La Chiesa non è un partito politico e non si riconosce in un gruppo particolare. Ma la Chiesa “fa politica” perché ha il dovere di essere lievito nella società

La recente tornata elettorale che ha interessato la nostra regione è stata occasione per conoscere il rapporto che i giovani hanno ormai sviluppato con la politica. Naturalmente non è possibile “spiegare” il risultato del voto a partire da questa breve ed insufficiente analisi, fatta da chi non è competente in materia. Ma le domande che mi sono posto possono suscitare alcune riflessioni che lascio ai miei lettori.

Innanzitutto mi ha stupito la profonda disinformazione sui programmi dei partiti che accomuna in realtà tutti gli elettori. Questo per dire che se una volta si votava solo in base alle ideologie, ora è difficile comprendere in base a cosa si vada alle urne. Forse le ideologie ci sono ancora ma sono legate alle figure rappresentative che emergono tra la classe politica.

La società è cambiata, sono finite appunto le ideologie ed ora le scelte si dirigono verso il leader nel quale ci riconosciamo. Ma a livello amministrativo questo non sembra l’atteggiamento giusto, visto che stiamo votando per un territorio con caratteristiche particolari a volte non uniformabili a quelle nazionali.

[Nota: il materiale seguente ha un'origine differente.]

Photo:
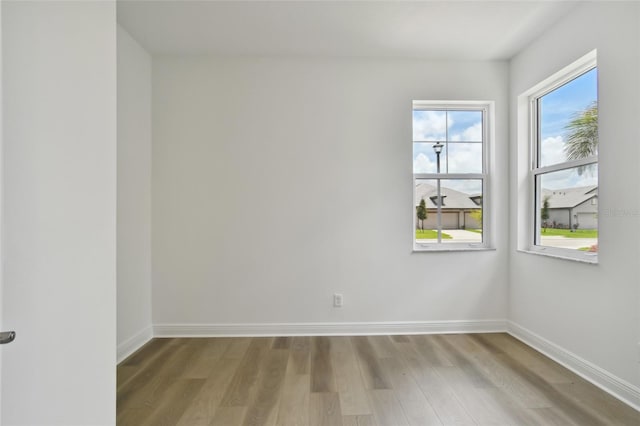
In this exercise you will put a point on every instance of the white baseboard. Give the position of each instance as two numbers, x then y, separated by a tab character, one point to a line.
617	387
328	329
134	343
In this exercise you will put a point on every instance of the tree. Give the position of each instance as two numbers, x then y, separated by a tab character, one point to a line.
582	137
421	212
544	212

Una questione diversa riguarda il modo in cui esprimere la rappresentatività; in un mondo che non si riconosce più in un “sistema” coerente ed uniforme, anche per quanto riguarda la politica, come per la vita, siamo diventati – uso volutamente un termine difficile – un po’ sincretisti; mettiamo insieme tutto ed il contrario di tutto.

Quando allora si va a votare diventa difficile riconoscersi in un gruppo specifico, in un partito. I partiti politici mantengono certo ancora il loro, sebbene ristretto, “zoccolo duro”, ma anche al loro interno la litigiosità si sviluppa non a partire da visioni diverse, ma si condensa intorno a figure più o meno carismatiche.

Ancora un aspetto. Il fenomeno dell’astensionismo dice quanto la politica sia sentita lontana dalla gente comune. Resta da capire se il non-voto sia frutto di stanchezza o di protesta. Non rappresenta comunque un fatto positivo.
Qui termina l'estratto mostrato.